Por: Mario Morales
Es como un ritual. Apartan los ojos del periódico, la TV o de esta cruda realidad y, con un brazo sobre nuestro hombro, dicen con aire sentencioso: Ustedes son afortunados.¡Están asistiendo al nacimiento de un país! Luego se van, satisfechos de haber cumplido el mandamiento de dar consuelo al desdichado. (Publica El Espectador)
La frasecita repetida, a modo de leitmotiv, se la escuché la semana pasada a un colega francés, que vino armado de cuanta cámara a ver si ya habíamos roto fuente; y a un experto en vinos que alcanzó a decir, con entonado acento, que “Venir a Colombia es como ver nacer a una estrella”. Y antes, muchas veces, se la oí a otros periodistas como Juan Luis Cebrián y a ensayistas, cineastas y antropólogos, con obvias variantes.
Confieso que al comienzo me entusiasmaron y, a la manera de Kafka, con una mano apartaba los fragmentos de esta realidad dolorosa, y con la otra trataba de registrar el alumbramiento antes de que llegaran los historiadores.

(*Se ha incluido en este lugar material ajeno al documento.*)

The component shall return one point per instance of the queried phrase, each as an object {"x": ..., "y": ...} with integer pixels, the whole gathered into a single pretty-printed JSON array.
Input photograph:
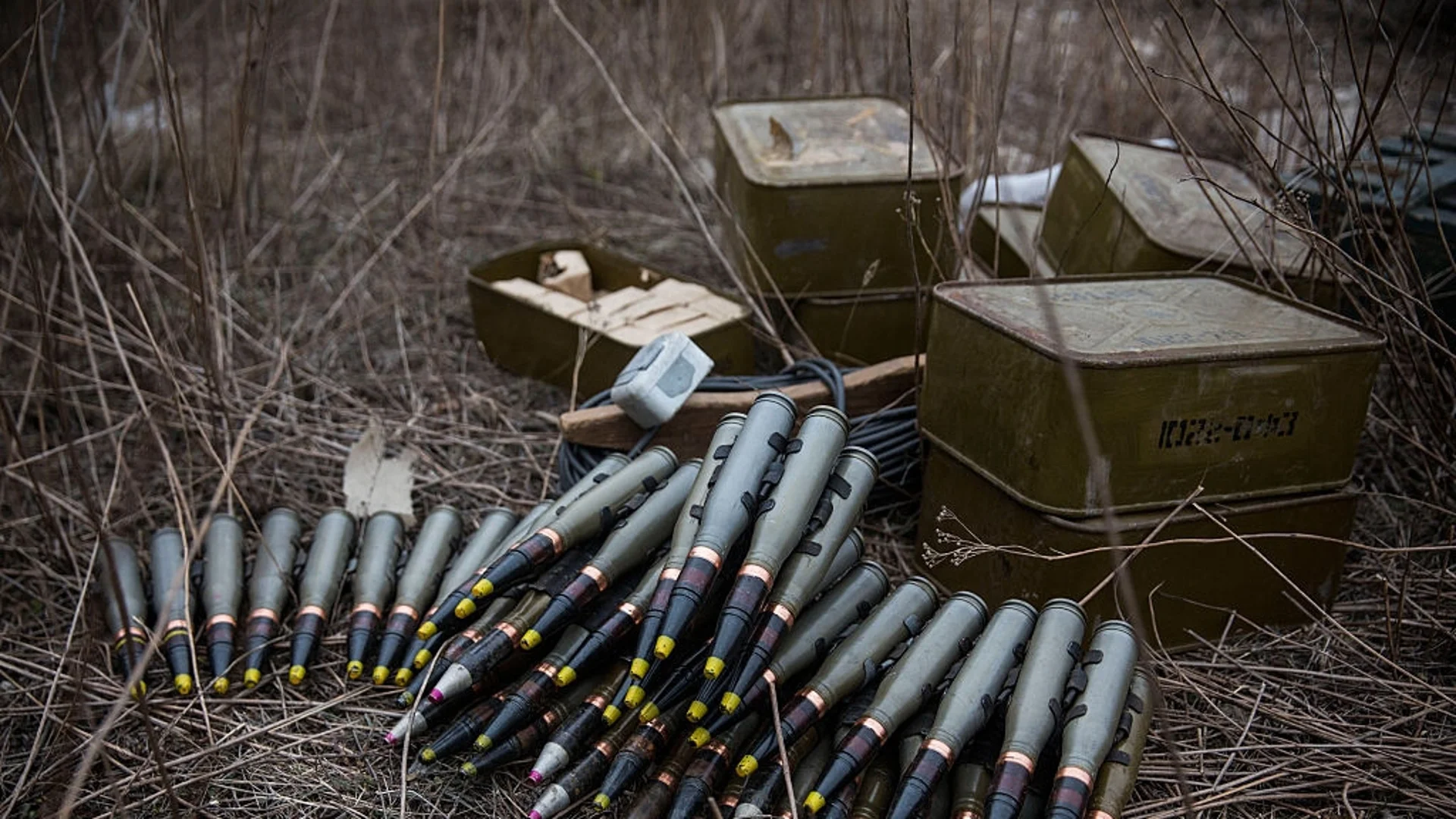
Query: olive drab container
[
  {"x": 536, "y": 331},
  {"x": 1191, "y": 382},
  {"x": 816, "y": 191},
  {"x": 1123, "y": 206}
]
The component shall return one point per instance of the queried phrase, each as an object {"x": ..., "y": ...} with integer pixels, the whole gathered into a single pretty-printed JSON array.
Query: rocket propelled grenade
[
  {"x": 171, "y": 591},
  {"x": 523, "y": 744},
  {"x": 710, "y": 767},
  {"x": 497, "y": 645},
  {"x": 221, "y": 592},
  {"x": 637, "y": 754},
  {"x": 804, "y": 776},
  {"x": 874, "y": 789},
  {"x": 683, "y": 532},
  {"x": 462, "y": 732},
  {"x": 1114, "y": 780},
  {"x": 625, "y": 548},
  {"x": 268, "y": 588},
  {"x": 536, "y": 687},
  {"x": 802, "y": 580},
  {"x": 126, "y": 610},
  {"x": 851, "y": 664},
  {"x": 373, "y": 583},
  {"x": 319, "y": 589},
  {"x": 615, "y": 629},
  {"x": 457, "y": 608},
  {"x": 579, "y": 729},
  {"x": 727, "y": 510},
  {"x": 1036, "y": 704},
  {"x": 764, "y": 787},
  {"x": 842, "y": 802},
  {"x": 453, "y": 649},
  {"x": 482, "y": 547},
  {"x": 967, "y": 706},
  {"x": 654, "y": 799},
  {"x": 437, "y": 538},
  {"x": 799, "y": 506},
  {"x": 902, "y": 692},
  {"x": 849, "y": 601},
  {"x": 1091, "y": 726},
  {"x": 506, "y": 635},
  {"x": 577, "y": 522},
  {"x": 582, "y": 777},
  {"x": 970, "y": 777}
]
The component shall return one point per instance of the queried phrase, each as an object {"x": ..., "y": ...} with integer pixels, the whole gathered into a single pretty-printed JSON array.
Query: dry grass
[{"x": 234, "y": 234}]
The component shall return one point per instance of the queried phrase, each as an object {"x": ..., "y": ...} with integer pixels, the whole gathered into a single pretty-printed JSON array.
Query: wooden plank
[{"x": 688, "y": 433}]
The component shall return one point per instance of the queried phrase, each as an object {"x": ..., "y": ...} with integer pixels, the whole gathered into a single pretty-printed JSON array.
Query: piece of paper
[{"x": 375, "y": 483}]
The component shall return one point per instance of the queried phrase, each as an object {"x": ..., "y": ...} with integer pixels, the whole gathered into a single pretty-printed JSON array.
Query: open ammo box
[
  {"x": 1190, "y": 382},
  {"x": 817, "y": 197},
  {"x": 536, "y": 331},
  {"x": 1125, "y": 206}
]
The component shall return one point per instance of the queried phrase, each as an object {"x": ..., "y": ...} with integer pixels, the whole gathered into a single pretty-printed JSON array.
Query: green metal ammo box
[
  {"x": 1003, "y": 241},
  {"x": 1193, "y": 576},
  {"x": 1123, "y": 206},
  {"x": 1191, "y": 381},
  {"x": 539, "y": 333},
  {"x": 816, "y": 188}
]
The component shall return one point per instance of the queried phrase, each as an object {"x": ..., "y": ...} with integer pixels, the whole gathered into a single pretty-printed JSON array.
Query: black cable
[{"x": 890, "y": 433}]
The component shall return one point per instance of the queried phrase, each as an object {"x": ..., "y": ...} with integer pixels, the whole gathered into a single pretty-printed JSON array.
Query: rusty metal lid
[
  {"x": 823, "y": 142},
  {"x": 1206, "y": 209},
  {"x": 1155, "y": 318}
]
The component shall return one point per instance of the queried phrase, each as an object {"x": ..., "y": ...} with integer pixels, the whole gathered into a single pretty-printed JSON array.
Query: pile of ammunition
[{"x": 739, "y": 575}]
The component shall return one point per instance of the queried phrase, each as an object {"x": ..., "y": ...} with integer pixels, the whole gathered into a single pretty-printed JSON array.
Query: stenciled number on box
[{"x": 1204, "y": 431}]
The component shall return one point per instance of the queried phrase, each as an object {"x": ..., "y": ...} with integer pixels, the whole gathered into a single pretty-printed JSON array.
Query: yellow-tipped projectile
[
  {"x": 635, "y": 695},
  {"x": 714, "y": 667}
]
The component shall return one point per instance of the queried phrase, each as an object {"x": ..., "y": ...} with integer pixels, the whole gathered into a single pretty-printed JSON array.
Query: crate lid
[
  {"x": 1207, "y": 210},
  {"x": 823, "y": 142},
  {"x": 1141, "y": 319}
]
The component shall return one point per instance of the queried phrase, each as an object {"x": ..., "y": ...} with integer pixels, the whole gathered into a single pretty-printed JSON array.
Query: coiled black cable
[{"x": 890, "y": 433}]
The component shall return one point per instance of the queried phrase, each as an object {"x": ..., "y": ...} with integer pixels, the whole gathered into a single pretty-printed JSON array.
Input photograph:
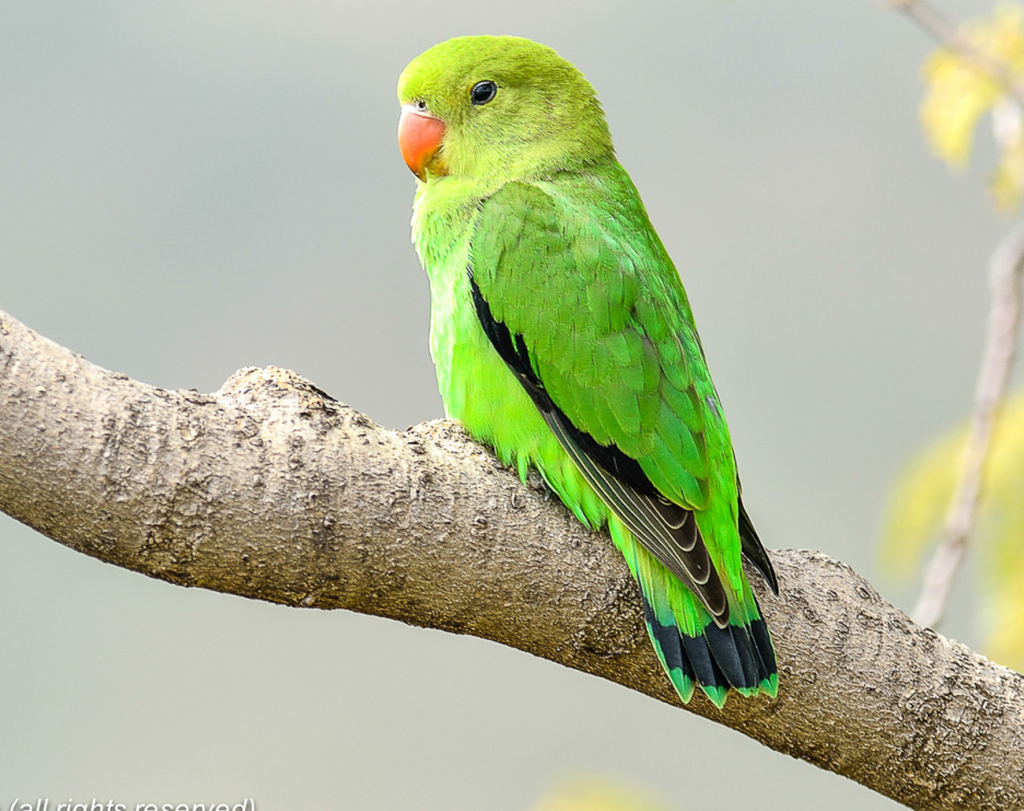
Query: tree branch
[
  {"x": 996, "y": 363},
  {"x": 268, "y": 488}
]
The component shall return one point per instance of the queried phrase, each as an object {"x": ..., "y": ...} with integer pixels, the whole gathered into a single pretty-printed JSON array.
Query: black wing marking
[{"x": 668, "y": 530}]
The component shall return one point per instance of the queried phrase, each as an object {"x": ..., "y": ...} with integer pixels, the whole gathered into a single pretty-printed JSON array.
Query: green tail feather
[{"x": 693, "y": 650}]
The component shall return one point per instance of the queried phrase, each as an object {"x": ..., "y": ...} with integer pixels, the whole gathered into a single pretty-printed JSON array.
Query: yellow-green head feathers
[{"x": 511, "y": 109}]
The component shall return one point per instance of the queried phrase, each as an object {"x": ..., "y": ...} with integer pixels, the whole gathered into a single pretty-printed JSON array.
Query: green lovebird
[{"x": 563, "y": 339}]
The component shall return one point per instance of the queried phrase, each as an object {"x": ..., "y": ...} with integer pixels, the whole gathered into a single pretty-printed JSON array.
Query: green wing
[{"x": 587, "y": 309}]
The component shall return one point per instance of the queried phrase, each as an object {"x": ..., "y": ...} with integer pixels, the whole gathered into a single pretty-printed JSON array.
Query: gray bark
[{"x": 269, "y": 488}]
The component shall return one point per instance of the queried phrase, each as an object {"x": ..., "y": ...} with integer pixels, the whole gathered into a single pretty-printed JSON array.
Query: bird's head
[{"x": 489, "y": 110}]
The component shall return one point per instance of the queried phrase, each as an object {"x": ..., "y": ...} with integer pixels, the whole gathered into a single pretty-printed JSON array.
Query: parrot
[{"x": 563, "y": 339}]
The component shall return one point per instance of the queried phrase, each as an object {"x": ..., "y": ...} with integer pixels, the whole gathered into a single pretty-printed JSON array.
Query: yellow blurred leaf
[
  {"x": 918, "y": 507},
  {"x": 587, "y": 793},
  {"x": 960, "y": 92}
]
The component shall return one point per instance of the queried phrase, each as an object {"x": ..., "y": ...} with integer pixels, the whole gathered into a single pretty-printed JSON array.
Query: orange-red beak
[{"x": 420, "y": 138}]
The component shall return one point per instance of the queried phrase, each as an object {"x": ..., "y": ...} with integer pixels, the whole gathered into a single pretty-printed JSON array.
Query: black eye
[{"x": 482, "y": 92}]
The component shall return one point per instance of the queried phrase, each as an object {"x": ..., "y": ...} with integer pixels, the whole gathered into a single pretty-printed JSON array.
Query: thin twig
[
  {"x": 1000, "y": 345},
  {"x": 947, "y": 35}
]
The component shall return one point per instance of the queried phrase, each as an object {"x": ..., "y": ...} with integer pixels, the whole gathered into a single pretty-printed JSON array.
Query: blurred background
[{"x": 190, "y": 186}]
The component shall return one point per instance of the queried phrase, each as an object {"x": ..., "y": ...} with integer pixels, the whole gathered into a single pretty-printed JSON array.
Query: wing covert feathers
[{"x": 612, "y": 363}]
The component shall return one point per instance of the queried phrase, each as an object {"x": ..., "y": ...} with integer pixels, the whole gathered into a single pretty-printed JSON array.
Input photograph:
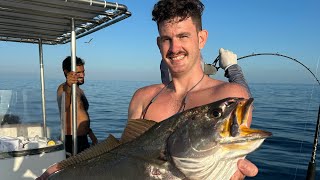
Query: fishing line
[
  {"x": 269, "y": 54},
  {"x": 311, "y": 167},
  {"x": 304, "y": 130}
]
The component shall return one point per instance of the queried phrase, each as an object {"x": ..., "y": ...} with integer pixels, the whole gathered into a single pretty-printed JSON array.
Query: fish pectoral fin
[{"x": 135, "y": 128}]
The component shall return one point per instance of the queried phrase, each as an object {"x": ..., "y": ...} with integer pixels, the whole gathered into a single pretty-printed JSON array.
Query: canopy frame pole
[
  {"x": 43, "y": 98},
  {"x": 74, "y": 87}
]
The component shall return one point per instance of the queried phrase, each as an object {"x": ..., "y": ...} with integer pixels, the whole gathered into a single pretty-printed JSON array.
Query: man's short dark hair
[
  {"x": 66, "y": 64},
  {"x": 167, "y": 10}
]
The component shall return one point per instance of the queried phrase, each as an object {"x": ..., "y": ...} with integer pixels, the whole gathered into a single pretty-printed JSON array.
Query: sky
[{"x": 127, "y": 50}]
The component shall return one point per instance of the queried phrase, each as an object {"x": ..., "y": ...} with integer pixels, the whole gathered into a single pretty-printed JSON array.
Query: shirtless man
[
  {"x": 83, "y": 120},
  {"x": 180, "y": 41}
]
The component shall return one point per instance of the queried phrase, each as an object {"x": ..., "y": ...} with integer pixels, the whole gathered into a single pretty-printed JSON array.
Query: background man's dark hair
[
  {"x": 166, "y": 10},
  {"x": 66, "y": 64}
]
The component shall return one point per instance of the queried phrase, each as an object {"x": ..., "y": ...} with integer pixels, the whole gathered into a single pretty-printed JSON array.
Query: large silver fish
[{"x": 201, "y": 143}]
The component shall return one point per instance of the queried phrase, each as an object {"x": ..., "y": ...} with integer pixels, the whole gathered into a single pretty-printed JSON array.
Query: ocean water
[{"x": 289, "y": 111}]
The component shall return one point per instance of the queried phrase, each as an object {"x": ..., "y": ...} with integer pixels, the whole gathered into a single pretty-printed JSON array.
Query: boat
[{"x": 27, "y": 149}]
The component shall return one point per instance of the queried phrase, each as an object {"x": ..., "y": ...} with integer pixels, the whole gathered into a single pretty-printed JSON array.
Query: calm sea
[{"x": 289, "y": 111}]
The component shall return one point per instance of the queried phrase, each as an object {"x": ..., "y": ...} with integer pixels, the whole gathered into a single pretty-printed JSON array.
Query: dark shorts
[{"x": 83, "y": 143}]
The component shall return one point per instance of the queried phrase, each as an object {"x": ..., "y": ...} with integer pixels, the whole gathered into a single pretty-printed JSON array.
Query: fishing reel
[{"x": 211, "y": 69}]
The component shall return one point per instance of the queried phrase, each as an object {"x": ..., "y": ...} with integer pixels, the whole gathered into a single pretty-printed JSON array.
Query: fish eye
[{"x": 216, "y": 113}]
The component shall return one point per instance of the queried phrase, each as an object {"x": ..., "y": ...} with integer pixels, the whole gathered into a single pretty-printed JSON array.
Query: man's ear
[
  {"x": 158, "y": 42},
  {"x": 203, "y": 36}
]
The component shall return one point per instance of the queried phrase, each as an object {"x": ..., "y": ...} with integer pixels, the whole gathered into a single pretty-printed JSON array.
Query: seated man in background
[{"x": 83, "y": 119}]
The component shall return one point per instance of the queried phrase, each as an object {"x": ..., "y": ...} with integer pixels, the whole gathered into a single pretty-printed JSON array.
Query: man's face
[
  {"x": 80, "y": 74},
  {"x": 180, "y": 44}
]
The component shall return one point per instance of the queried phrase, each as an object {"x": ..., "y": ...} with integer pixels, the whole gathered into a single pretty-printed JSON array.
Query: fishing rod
[
  {"x": 311, "y": 173},
  {"x": 268, "y": 54}
]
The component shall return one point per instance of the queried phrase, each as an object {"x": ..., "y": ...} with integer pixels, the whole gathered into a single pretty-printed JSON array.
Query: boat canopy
[
  {"x": 49, "y": 20},
  {"x": 54, "y": 22}
]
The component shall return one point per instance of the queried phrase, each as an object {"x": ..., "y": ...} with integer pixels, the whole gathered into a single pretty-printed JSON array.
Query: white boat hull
[{"x": 29, "y": 166}]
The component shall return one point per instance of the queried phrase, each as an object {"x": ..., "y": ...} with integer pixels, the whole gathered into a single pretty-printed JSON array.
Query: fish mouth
[{"x": 235, "y": 127}]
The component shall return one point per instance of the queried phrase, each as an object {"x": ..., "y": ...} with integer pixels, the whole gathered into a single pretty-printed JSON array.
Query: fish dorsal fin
[
  {"x": 94, "y": 151},
  {"x": 135, "y": 128}
]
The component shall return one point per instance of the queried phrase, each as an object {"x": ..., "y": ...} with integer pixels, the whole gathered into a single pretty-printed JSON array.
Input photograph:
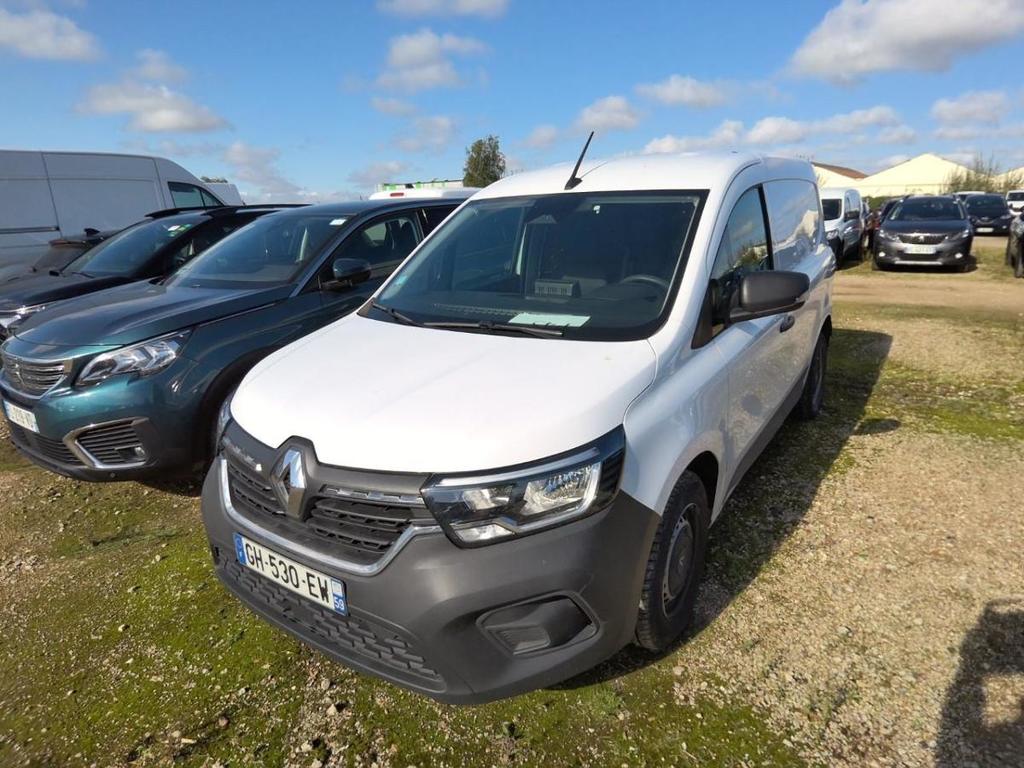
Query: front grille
[
  {"x": 31, "y": 377},
  {"x": 926, "y": 240},
  {"x": 113, "y": 443},
  {"x": 360, "y": 530},
  {"x": 53, "y": 451},
  {"x": 354, "y": 637}
]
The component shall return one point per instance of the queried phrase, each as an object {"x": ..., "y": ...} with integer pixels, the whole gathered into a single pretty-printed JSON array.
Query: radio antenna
[{"x": 573, "y": 179}]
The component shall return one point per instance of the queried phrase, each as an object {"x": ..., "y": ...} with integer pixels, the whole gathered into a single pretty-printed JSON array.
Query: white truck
[{"x": 50, "y": 195}]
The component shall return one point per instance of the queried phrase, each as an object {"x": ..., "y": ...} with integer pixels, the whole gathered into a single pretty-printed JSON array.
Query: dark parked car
[
  {"x": 1015, "y": 246},
  {"x": 988, "y": 214},
  {"x": 153, "y": 248},
  {"x": 925, "y": 230},
  {"x": 128, "y": 382}
]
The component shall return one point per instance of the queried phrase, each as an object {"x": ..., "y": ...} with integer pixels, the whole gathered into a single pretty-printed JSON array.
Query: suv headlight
[
  {"x": 481, "y": 509},
  {"x": 144, "y": 358}
]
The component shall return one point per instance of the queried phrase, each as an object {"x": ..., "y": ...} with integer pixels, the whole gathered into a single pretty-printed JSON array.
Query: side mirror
[
  {"x": 348, "y": 273},
  {"x": 766, "y": 293}
]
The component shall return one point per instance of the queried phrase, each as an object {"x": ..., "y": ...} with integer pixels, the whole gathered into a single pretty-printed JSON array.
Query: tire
[
  {"x": 813, "y": 396},
  {"x": 674, "y": 566}
]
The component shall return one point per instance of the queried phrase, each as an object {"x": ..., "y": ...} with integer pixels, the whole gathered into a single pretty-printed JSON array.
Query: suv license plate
[
  {"x": 293, "y": 576},
  {"x": 20, "y": 416}
]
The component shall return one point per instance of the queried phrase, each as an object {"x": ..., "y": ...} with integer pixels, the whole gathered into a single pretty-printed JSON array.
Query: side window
[
  {"x": 794, "y": 212},
  {"x": 743, "y": 249},
  {"x": 185, "y": 196},
  {"x": 383, "y": 243},
  {"x": 433, "y": 216}
]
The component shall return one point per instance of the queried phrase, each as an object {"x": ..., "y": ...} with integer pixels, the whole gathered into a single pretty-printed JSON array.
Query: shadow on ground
[
  {"x": 777, "y": 491},
  {"x": 983, "y": 716}
]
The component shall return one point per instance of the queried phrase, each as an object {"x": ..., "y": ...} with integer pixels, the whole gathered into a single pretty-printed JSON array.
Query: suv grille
[
  {"x": 113, "y": 443},
  {"x": 31, "y": 377},
  {"x": 364, "y": 529},
  {"x": 353, "y": 637}
]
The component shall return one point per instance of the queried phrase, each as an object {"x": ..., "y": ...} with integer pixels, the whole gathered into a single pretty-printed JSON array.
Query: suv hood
[
  {"x": 372, "y": 394},
  {"x": 42, "y": 288},
  {"x": 141, "y": 310}
]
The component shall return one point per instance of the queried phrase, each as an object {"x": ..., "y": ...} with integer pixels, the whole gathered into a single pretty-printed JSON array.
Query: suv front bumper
[{"x": 435, "y": 617}]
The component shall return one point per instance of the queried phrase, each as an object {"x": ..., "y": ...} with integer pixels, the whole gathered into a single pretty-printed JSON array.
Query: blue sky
[{"x": 320, "y": 99}]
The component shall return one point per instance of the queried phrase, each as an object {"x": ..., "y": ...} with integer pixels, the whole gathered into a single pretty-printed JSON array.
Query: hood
[
  {"x": 935, "y": 226},
  {"x": 43, "y": 288},
  {"x": 138, "y": 311},
  {"x": 376, "y": 395}
]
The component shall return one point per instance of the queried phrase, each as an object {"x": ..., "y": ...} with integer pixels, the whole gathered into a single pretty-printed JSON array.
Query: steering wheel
[{"x": 649, "y": 280}]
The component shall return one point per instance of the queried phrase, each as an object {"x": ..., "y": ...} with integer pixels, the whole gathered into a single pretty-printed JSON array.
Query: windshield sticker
[{"x": 542, "y": 318}]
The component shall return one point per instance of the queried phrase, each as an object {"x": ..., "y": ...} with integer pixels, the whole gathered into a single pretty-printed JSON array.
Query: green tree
[{"x": 484, "y": 162}]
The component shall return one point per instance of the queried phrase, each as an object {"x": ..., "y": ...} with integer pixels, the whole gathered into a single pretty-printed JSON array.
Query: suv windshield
[
  {"x": 924, "y": 209},
  {"x": 986, "y": 205},
  {"x": 598, "y": 265},
  {"x": 832, "y": 208},
  {"x": 271, "y": 251},
  {"x": 129, "y": 252}
]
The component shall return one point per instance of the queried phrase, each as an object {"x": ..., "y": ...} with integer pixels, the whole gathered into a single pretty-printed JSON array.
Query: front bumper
[
  {"x": 946, "y": 253},
  {"x": 427, "y": 620}
]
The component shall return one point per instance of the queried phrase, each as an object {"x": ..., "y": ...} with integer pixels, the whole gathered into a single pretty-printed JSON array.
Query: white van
[
  {"x": 50, "y": 195},
  {"x": 844, "y": 217},
  {"x": 504, "y": 467}
]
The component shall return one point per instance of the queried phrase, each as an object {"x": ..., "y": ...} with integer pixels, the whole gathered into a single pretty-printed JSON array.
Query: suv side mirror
[
  {"x": 765, "y": 293},
  {"x": 347, "y": 273}
]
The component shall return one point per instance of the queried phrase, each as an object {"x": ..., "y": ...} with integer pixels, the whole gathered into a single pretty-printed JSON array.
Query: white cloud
[
  {"x": 488, "y": 8},
  {"x": 152, "y": 108},
  {"x": 679, "y": 90},
  {"x": 608, "y": 114},
  {"x": 861, "y": 37},
  {"x": 728, "y": 133},
  {"x": 393, "y": 107},
  {"x": 434, "y": 132},
  {"x": 41, "y": 34},
  {"x": 542, "y": 137},
  {"x": 377, "y": 172},
  {"x": 159, "y": 67},
  {"x": 421, "y": 60},
  {"x": 981, "y": 108}
]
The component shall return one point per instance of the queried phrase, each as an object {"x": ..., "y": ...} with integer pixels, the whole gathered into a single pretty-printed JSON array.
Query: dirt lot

Pero la repetición incansable de hechos absurdos acaba por minar cualquier optimismo, a la vez que entrega un diagnóstico grave de la criatura. No hablan bien de nuestro futuro los genes que hacen posible, sólo en estos días, que un cura sea el asesino de su esposa e hija, como pasó en Risaralda; que haya tres masacres y 19 homicidios en la semana del desarme en Medellín, cuando comienza el Festival Internacional de Poesía; que gritemos que ésta es una democracia robusta aún sin conocer la lista completa del Congreso por dudas de legalidad en varias de sus curules; que la capital esté paralizada por la pésima política de movilidad y por lo escandaloso de las prácticas corruptas de los carteles de la contratación; o que no haya guerra pero no paremos de combatir…
A punto de cumplir 200 años, seguimos en las mismas, encarnando todas las violencias, repitiendo todas las bajas pasiones, cada semana.
No más. No más manuales de perfectos optimistas, no más prácticas de autoestima mediática, no más complejo extremo de Peter Pan; que nos dejen crecer y mirarnos como adultos y curarnos como adultos, en vez de justificar todas nuestras desdichas con el cuentico de que éste es el parto más largo de la historia.